Dez anos depois, Schumacher comemora o dia em que superou Fangio

Vitória no GP do Japão de 2003 garantiu ao alemão o sexto título mundial de Fórmula 1

Ciro Campos, O Estado de S. Paulo

12 de outubro de 2013 | 08h00

SÃO PAULO - Ao longo de 46 anos o argentino Juan Manuel Fangio defendeu o título de piloto mais vezes campeão de Fórmula 1. Há exatos dez anos ele perdeu o posto para um alemão com 34 anos, a bordo de uma Ferrari e que cumpriu apenas a tarefa mínima para conquistar o ponto que precisava. Em Suzuka, no GP do Japão, Michael Schumacher pode falar com orgulho: "sou o maior campeão da história".

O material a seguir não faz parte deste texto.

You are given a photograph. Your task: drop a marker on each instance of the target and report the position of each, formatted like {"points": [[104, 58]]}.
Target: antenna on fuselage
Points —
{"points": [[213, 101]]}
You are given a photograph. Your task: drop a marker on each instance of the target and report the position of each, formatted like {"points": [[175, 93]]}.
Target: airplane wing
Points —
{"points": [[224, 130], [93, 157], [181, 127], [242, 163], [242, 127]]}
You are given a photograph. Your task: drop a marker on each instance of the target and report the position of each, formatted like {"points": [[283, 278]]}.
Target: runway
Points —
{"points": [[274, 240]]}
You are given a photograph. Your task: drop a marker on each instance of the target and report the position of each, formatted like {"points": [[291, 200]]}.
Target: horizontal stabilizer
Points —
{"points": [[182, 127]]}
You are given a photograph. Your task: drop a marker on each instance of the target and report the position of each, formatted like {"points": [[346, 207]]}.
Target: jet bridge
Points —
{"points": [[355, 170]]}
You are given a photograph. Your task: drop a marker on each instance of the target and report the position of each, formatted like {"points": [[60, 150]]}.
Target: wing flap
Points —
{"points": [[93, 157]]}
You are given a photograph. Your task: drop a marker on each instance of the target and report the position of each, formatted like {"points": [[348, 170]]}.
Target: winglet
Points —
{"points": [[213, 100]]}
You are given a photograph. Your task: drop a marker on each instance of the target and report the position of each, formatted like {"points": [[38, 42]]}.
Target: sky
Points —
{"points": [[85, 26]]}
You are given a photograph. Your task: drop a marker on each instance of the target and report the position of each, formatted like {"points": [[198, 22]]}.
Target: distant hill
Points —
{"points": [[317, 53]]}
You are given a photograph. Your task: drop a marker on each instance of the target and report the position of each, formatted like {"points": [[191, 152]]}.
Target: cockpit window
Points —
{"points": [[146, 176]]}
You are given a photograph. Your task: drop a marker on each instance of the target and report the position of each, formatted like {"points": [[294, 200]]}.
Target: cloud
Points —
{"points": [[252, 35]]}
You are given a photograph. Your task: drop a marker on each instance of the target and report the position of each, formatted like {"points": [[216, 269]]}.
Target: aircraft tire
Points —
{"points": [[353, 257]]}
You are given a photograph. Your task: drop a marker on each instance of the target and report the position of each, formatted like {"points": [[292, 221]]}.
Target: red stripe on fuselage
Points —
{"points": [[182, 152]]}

O título veio em uma temporada com novidades. A primeira delas foi nos treinos: as equipes não podiam mais mexer nos carros entre a classificação e as provas. De sábado para domingo, os carros pernoitavam para um parque fechado. A segunda foi na pontuação. Até o oitavo colocado passou a pontuar, em vez de somente até o sexto. Com isso, a diferença de pontos entre o vencedor da prova e o segundo colocado eram separados por apenas dois pontos (10 a 8). Isso contribuiu para o equilíbrio até o fim para o trio que polarizou a disputa. O alemão teve como duros adversários o colombiano Juan Pablo Montoya, da Williams, e o finlandês Kimi Raikkonen, da McLaren.

Prova disso foi a distribuição de vitórias pela temporada. Nos dois anos anteriores Schumacher havia passeado, com direito a vencer dez das 17 provas e garantir o campeonato com seis etapas de antecedência. No ano seguinte a disputa pelo título durou até o fim e incluiu o surgimento de um futuro campeão. Fernando Alonso, da Renault, conquistou a primeira vitória na Fórmula 1 ao ganhar o GP da Hungria.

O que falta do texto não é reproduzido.